De Biasi sul futuro di Palermo e Modena
A proposito di Palermo e Modena, di cui Gianni De Biasi è doppio ex, a guardare la classifica, appare difficile immaginare un traguardo più positivo dei playoff. È difficile però dirlo con certezza. “Ancora è tutto aperto. Siamo a metà campionato e le situazioni sono abbastanza dinamiche. Tra le squadre ci sono solo 4 punti di distanza. Gli emiliani però non possono stare molto tranquilli, dato che si trovano soltanto a 8 punti dalla zona playout. Nel girone di ritorno può succedere di tutto. Il caso emblematico è quello del Venezia dello scorso anno, che fece una rimonta pazzesca”, ha sottolineato il tecnico.
De Biasi e il pronostico sulla Serie B
È proprio il Venezia una delle squadre che segue il Parma nella classifica di Serie B e che Gianni De Biasi vede tra le favorite. L’altra è il Como. Entrambe hanno proprietà straniere. “Il Venezia si meriterebbe qualcosa in più dopo la rincorsa dello scorso anno. Il Como è una squadra che sta crescendo tantissimo e che ha le potenzialità di intervenire sul mercato senza problemi”.

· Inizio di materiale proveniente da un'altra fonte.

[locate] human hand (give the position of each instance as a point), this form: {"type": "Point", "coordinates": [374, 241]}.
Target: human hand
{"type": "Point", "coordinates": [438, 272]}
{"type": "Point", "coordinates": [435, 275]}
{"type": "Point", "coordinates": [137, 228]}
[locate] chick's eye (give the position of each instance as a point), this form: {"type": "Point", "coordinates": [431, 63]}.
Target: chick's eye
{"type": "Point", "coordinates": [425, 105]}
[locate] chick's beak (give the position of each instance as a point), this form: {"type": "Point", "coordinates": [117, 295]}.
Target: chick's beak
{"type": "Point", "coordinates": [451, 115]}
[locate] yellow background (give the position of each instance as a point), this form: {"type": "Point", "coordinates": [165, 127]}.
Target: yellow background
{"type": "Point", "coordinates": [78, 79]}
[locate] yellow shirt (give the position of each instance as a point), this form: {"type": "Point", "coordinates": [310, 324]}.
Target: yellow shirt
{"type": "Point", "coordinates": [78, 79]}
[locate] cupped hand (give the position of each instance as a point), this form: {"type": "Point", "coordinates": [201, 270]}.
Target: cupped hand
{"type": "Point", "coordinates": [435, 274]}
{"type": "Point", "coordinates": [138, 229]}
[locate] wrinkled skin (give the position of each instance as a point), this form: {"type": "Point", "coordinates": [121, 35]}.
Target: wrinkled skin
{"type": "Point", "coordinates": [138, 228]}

C’è però una squadra che Gianni De Biasi definisce “la più grande sorpresa della Serie B”: il Cittadella. I granata, freschi di vittoria contro il Palermo, sono attualmente quarti in classifica e sembrano davvero in forma smagliante. Il modello è quello di una società attenta soprattutto ai giovani talenti. Un merito che ha, secondo l’allenatore, un nome e cognome: “Stefano Marchetti è uno dei migliori direttori sportivi in Italia, ma è anche il più sottovalutato. Il club riesce a mantenersi costantemente in Serie B, giocandosi quasi sempre i playoff e spendendo poco. Trova quei giocatori che poi può vendere per rimanere nella categoria. È un esempio virtuoso per il calcio italiano”, ha concluso.